The line between strategy and rigidity is crossed when adverse evidence does not change resource allocation. By 2019, the passenger-car math was already bad. By 2020, Toyota’s hydrogen transportation strategy should have shifted from broad market creation to bounded salvage. By 2023 and 2024, after California’s fuel prices, station exits, consumer frustration, and adoption weakness became visible, continued escalation was no longer a neutral hedge. From 2025 to 2026, Toyota’s continued role as customer, supplier, fuel backstop, station supporter, and ecosystem defender looked less like strategy and more like institutional refusal to update.
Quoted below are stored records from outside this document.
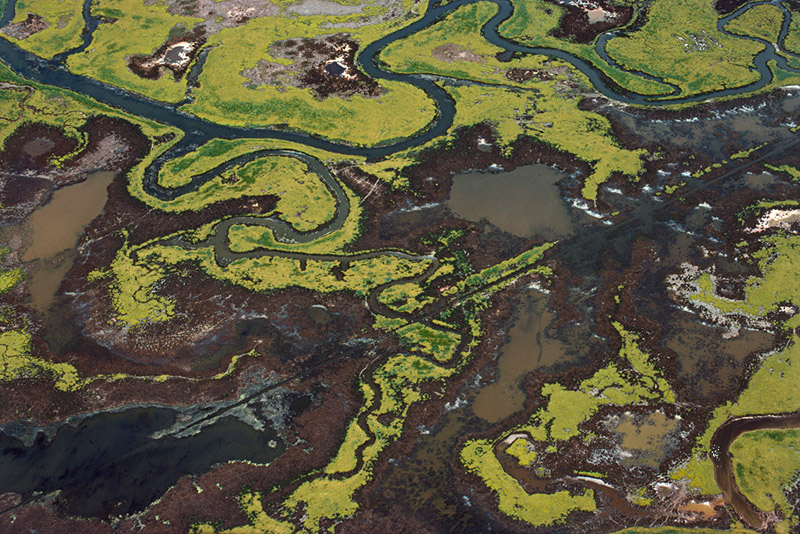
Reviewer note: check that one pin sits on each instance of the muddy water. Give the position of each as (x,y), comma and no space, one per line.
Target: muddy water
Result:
(51,233)
(708,364)
(529,348)
(523,202)
(644,439)
(57,226)
(723,467)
Toyota does not need to abandon fuel cells entirely. It does need to stop treating hydrogen transportation as a broad decarbonization pathway. Public light-duty hydrogen is an installed-base obligation, not a growth platform. Fuel-cell modules should be treated as a bounded specialty business, with clear evidence gates, non-Toyota capital, and direct comparison against battery-electric alternatives on delivered service cost.

Testing hydrogen was not the failure. Failing to update was. Toyota’s hydrogen strategy began as option value, moved into market assembly, and now too often looks like market backstopping. That is where patience stops being strategy.